With digitized sounds, the procedure is a little different. You first need to know what pitch the sound was recorded as. All of the digitized instruments in `/sys/sounds` were recorded at note 60 (C4). Then, divide the desired frequency by the original note frequency, and use this ratio as the `speed` parameter to `Sound.play`.
```terminal
]snd = file.loadSound("/sys/sounds/celloLongC4.wav")
]snd.play // plays as note 60 (C4)
]snd.play 1, 0, noteFreq(67)/noteFreq(60) // plays as note 67 (G4)
```
Here's a little program from the Mini Micro Cheat Sheet that illustrates how to make a little song. The notes are defined by a list, where each element is a note number and duration.
{caption:"Playing a song with code. Charge!"}
```miniscript
// notes defined as: [note, duration]
notes = [[60, 0.1], [64, 0.1], [67, 0.1],
[72, 0.2], [67, 0.1], [72, 0.4]]
snd = new Sound
for n in notes
snd.init n[1], noteFreq(n[0])
snd.play
wait snd.duration
end for
```
**Challenge:** modify the above program to use a digitized horn sound (`/sys/sounds/hornC4.wav`). You will need to remove the `snd.init` call, and change the `snd.play` line to calculate the correct pitch for each note as shown above. Finally, the `wait` command will need changing to use `n[0]` as the wait time.

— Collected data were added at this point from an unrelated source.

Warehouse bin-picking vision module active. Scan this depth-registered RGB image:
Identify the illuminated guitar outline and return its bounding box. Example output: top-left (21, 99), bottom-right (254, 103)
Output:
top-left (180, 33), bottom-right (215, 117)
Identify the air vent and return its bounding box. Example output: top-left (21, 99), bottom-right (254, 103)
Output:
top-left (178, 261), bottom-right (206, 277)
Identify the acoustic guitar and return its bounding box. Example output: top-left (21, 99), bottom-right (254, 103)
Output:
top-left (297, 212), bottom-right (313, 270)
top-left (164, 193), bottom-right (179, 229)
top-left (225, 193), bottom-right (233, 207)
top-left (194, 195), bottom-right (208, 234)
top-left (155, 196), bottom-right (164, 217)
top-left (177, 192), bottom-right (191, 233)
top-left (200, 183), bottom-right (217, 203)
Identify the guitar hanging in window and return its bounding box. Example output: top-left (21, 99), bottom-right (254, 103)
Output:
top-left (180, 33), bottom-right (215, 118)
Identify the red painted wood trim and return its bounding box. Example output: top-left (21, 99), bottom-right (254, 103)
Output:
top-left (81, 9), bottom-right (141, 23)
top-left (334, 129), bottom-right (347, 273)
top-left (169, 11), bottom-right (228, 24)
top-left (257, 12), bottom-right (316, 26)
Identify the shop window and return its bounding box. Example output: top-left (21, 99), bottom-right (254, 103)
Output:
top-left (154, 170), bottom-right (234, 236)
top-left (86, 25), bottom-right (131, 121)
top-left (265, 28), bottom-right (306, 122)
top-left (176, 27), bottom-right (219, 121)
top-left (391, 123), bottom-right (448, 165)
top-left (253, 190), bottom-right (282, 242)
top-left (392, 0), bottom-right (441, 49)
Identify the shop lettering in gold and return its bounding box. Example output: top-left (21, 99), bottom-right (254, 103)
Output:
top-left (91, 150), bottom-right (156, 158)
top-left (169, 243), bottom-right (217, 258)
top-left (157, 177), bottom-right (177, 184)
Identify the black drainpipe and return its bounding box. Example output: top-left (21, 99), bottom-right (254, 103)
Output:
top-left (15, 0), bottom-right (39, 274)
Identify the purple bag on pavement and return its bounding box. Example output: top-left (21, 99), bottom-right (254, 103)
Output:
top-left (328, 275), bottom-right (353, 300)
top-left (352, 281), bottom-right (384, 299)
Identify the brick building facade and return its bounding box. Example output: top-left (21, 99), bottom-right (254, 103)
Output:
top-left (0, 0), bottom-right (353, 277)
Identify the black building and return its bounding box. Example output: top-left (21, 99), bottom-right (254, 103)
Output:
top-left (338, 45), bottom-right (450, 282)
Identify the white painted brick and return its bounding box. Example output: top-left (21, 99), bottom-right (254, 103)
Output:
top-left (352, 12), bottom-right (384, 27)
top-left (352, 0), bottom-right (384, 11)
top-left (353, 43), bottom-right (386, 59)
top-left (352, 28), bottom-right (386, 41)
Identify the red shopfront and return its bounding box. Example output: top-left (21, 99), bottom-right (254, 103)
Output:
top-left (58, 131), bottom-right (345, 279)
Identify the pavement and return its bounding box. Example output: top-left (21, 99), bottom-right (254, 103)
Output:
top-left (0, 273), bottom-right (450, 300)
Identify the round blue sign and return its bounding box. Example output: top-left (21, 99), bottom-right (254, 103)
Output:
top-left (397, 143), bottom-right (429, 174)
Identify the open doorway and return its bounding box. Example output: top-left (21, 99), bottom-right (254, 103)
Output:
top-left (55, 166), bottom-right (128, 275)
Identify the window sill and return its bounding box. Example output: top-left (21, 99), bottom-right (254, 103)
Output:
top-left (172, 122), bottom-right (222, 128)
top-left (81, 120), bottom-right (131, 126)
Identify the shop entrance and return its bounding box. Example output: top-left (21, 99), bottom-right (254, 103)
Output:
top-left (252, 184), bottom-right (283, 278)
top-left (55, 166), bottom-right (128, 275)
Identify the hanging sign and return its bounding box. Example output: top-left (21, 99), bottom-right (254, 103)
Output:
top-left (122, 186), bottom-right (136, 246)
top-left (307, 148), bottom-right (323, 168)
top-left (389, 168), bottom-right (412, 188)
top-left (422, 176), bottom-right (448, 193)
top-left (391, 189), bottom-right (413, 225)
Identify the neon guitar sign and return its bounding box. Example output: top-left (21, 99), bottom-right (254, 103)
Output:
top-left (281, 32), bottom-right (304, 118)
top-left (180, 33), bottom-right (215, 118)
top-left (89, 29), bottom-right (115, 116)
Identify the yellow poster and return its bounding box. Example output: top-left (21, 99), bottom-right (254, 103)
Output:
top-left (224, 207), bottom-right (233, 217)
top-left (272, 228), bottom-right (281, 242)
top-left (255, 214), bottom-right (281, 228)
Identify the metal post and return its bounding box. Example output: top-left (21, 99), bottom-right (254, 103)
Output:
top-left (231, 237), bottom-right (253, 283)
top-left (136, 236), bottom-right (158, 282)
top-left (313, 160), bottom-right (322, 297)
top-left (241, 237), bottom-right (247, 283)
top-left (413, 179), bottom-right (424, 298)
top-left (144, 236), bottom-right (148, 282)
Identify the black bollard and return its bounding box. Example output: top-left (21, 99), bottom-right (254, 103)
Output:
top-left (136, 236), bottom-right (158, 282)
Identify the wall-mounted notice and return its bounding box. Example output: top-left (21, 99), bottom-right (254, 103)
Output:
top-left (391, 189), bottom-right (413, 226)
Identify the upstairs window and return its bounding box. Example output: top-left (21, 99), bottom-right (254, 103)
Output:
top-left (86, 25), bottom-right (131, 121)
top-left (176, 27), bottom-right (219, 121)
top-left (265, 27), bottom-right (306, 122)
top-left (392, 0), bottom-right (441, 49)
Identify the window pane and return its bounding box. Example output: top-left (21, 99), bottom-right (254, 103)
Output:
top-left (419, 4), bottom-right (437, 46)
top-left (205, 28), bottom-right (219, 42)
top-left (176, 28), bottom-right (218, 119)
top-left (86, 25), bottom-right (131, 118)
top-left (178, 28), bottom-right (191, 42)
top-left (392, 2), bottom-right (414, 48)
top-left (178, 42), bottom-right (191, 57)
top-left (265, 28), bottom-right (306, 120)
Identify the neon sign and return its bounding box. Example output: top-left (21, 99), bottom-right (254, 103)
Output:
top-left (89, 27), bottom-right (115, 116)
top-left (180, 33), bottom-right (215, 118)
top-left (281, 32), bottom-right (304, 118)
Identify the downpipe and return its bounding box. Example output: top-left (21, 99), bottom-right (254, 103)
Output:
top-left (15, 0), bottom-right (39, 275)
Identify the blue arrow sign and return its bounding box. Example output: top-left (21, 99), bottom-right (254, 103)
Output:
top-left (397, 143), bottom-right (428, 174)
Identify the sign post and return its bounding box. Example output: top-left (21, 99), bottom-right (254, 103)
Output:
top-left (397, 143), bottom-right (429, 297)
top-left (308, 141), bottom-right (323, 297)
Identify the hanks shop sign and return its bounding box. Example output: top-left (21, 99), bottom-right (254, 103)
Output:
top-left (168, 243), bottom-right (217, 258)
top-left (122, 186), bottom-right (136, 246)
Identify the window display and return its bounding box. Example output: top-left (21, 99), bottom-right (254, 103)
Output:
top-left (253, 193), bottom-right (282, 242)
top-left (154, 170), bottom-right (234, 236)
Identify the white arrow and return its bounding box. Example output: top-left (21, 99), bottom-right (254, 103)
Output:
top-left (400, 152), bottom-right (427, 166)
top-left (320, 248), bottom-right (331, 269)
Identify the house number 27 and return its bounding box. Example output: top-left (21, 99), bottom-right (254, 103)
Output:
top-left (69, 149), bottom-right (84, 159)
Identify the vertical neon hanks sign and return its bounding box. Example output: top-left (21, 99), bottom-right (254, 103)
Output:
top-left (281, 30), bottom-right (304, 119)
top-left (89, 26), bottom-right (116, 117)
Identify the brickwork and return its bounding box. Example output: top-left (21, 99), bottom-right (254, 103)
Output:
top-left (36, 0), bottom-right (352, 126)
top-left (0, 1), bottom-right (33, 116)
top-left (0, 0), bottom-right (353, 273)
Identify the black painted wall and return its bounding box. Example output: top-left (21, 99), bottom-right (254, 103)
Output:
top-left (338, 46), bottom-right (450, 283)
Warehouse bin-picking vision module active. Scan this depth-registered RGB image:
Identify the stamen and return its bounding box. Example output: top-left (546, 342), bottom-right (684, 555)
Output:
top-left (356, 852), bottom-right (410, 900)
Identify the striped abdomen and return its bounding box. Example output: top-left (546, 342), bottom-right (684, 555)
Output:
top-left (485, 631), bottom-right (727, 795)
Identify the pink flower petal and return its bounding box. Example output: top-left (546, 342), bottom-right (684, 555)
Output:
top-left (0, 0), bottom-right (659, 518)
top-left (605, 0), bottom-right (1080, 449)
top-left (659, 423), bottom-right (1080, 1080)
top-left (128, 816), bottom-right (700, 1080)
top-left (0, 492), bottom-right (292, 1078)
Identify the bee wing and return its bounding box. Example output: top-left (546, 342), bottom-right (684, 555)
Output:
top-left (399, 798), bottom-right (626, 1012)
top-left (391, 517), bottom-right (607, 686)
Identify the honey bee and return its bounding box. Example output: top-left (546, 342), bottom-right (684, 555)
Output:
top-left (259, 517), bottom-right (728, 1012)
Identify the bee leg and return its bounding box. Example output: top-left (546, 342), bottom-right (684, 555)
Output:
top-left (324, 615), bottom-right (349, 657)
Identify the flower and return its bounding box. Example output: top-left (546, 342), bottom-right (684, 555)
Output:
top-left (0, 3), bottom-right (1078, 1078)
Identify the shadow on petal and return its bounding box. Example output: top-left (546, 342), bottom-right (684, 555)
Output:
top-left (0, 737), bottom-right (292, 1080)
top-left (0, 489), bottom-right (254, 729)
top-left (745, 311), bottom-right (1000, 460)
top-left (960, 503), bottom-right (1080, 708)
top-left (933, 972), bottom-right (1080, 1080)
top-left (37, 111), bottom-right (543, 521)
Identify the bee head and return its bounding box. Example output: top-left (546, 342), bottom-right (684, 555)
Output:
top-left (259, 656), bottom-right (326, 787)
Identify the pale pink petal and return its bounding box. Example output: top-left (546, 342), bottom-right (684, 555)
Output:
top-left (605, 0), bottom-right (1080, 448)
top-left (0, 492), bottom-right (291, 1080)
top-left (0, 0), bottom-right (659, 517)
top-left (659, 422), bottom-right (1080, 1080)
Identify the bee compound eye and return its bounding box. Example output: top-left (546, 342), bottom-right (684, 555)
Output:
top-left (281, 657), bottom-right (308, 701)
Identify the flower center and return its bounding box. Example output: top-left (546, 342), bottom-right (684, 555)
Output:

It's worth noting that computers and music have a long and beautiful history together. In recent years the practice of "live coding" has become an increasingly popular form of performance art, where a composer/programmer/performer writes code to create music in real-time, in front of an audience. Who knows, perhaps your own practice creating music in Mini Micro will lead to performing on stage one day!
## Exploring the Demos
{i:"`/sys/demo`,`drumMachine`"}
The poster child for sound and music is certainly `drumMachine.ms` (in the `/sys/demo` folder). It uses a display type (tile) that you haven't learned about yet, but you should be able to understand how it is loading and playing sounds. It's also a fun program to play with. Feel free to load a different set of sounds, and get your jam on!
{i:"`sounds` module;Mini Micro, `sounds` module;`/sys/lib`,`listUtil`"}
Most of the other game demos use sounds of either sort, but for synthesized sounds, the best place to look might actually be the import module `/sys/lib/sounds.ms`. This defines a handful of generally useful sounds. To use these in your own program, you can `import "sounds"` and then simply call (for example) `sounds.ding.play`. But today you should actually `load` this as a program, `run` it (it goes into a demo mode when run this way), and then study the source code.
A> **Chapter Review**
A> - You learned how to load and play digitized sounds from WAV and OGG files.
A> - You synthesized sounds from scratch, using nothing but code and ingenuity.
A> - You created music with the help of the `noteFreq` function.